Week 5: Mistakes are Inevitable in DH

When I read the description behind the website The Real Face of White Australia, it struck me how it explained the shortcomings of their use of a face detection script. While they have tried to weed out most of the inconsistencies, faces of white people have managed to escape their notice. I was eager to see if I could spot one, and sure enough, after a few minutes of scrolling and exploring, I came across a Customs documentation portrait of a white man named Tom Solomon Toby. Even research projects of this extent have deficiencies in their data visualization. The problem does not lie with the data itself, it has to do with the computer’s processing of the data. Like we have learned in class, the world of the humanities is too complex to be completely and fully processed by that of a computer, and this serves as an example of how this issue can transfer into problems with Digital Humanities projects.

This reminded me of what Francesca warned us about in lab on Friday. The data visualization programs we learned about (Many Eyes, Tableau, and Palladio) may not correctly process our data. Therefore, we must be on the lookout for inconsistencies between our data and its visualization, and be prepared to either find a way around it or explain why the irregularities have occurred.
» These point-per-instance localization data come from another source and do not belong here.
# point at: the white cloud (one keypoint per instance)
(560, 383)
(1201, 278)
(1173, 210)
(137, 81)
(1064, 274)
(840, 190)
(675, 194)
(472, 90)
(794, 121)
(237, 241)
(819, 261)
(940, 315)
The inconsistencies between an item search on a website and the wide variety of products that come up serve as an example of discrepancies between what is listed in the database and what is represented in the visualization of that data. For example, on Etsy, an online marketplace for independent merchants, when one searches for a “computer case,” many different items pop up. You can see the results for this search here: https://www.etsy.com/search?q=computer%20case&ref=auto1

In addition to actual laptop cases; laptop stickers, messenger bags, cosmetic bags, travel tags, and even a faux-crocodile handbag came up as search results. There is nothing wrong with Etsy’s database; it is the means of processing this data with a search engine to visualize it on its website where problems come into existence. Etsy can use a controlled vocabulary to better streamline the representation of their database with search engines; minimizing the use of ambiguous terms like “computer case” and thus streamlining their searching process. Again, computers process things in a very strategic way that leaves out the potential of processing people’s tendencies for multiple vocabularies and complex ideas.